Custom software (Angel Sound™; http://angelsound.emilyfufoundation.org) was used for testing. During each trial of a test, a contour was randomly selected (without replacement) from among the 27 stimuli and presented only once to the subject, who responded by clicking on one of the nine response boxes shown onscreen. No trial-by-trial feedback was provided, and stimuli were presented one time (no repeating of stimuli). The order of test conditions was randomized within and across subjects. Stimuli were presented at 60 dBA to the right channel of circumaural headphones (Sennheiser HDA 200) connected to a headphone amplifier (Tucker-Davis Technologies HB6).

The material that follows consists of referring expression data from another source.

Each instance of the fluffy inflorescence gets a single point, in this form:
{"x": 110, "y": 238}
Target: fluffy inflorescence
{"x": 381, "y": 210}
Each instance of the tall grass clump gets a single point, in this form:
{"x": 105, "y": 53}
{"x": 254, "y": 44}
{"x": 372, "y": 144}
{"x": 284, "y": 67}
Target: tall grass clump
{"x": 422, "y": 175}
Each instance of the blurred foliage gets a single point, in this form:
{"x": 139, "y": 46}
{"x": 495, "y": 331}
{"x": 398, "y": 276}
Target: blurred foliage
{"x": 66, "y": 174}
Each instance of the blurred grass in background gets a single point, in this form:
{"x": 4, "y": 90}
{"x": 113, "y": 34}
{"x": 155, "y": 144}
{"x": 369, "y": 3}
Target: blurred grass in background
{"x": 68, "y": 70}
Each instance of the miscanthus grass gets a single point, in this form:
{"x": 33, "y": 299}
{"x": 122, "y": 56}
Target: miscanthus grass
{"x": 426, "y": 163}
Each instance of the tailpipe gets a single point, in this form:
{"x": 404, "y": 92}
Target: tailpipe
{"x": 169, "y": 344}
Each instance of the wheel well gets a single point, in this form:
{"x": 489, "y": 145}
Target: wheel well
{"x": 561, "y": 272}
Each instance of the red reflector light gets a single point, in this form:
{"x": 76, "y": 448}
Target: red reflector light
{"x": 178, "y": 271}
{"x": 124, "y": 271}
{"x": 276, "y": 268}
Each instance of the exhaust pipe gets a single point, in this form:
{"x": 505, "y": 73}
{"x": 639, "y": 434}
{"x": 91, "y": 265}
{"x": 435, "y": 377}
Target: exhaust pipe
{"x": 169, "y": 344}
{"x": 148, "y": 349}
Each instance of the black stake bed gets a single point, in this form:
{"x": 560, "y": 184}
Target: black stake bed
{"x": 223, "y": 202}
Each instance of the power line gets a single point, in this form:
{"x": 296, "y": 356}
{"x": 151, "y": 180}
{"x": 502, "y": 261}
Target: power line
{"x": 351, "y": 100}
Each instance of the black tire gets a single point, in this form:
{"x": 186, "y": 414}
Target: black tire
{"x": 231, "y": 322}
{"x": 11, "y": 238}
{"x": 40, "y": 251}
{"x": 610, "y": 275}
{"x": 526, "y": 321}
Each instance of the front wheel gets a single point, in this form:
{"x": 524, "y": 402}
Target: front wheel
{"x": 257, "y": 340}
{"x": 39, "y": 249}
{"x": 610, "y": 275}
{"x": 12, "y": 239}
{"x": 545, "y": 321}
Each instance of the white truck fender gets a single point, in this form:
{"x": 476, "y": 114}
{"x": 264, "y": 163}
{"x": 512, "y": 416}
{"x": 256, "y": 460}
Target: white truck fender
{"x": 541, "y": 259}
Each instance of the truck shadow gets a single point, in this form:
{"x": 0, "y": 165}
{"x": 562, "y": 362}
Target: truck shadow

Speech Stimuli and Testing
Sentence recognition was measured in quiet and in steady noise using a matrix-styled procedure (Crew et al., 2015, 2016; Hagerman, 1982; Kollmeier et al., 2015). Stimuli were the same as in Crew et al. (2015, 2016) and consisted of 50 words produced by an adult male for each semitone between A2 (110 Hz) and A3 (220 Hz), as well as spoken with a natural intonation. Three stimuli conditions were tested: (a) spoken speech, (b) sung speech with fixed pitch, in which each word of the sentence was sung at the same pitch (D#3, or 155 Hz), and (c) sung speech with mixed pitch, in which each sentence was paired with 1 of the 27 contours used for MCI testing. For each stimulus condition, there were 27 stimuli in each test (same as for the MCI task). For testing in noise, steady noise was matched to the spectrum of all words produced by the male talker; the signal-to-noise ratio (SNR) was 0 dB, calculated according to the long-term RMS of the sentence. The onset and offset of the noise were 500 ms before and after the sentence, respectively.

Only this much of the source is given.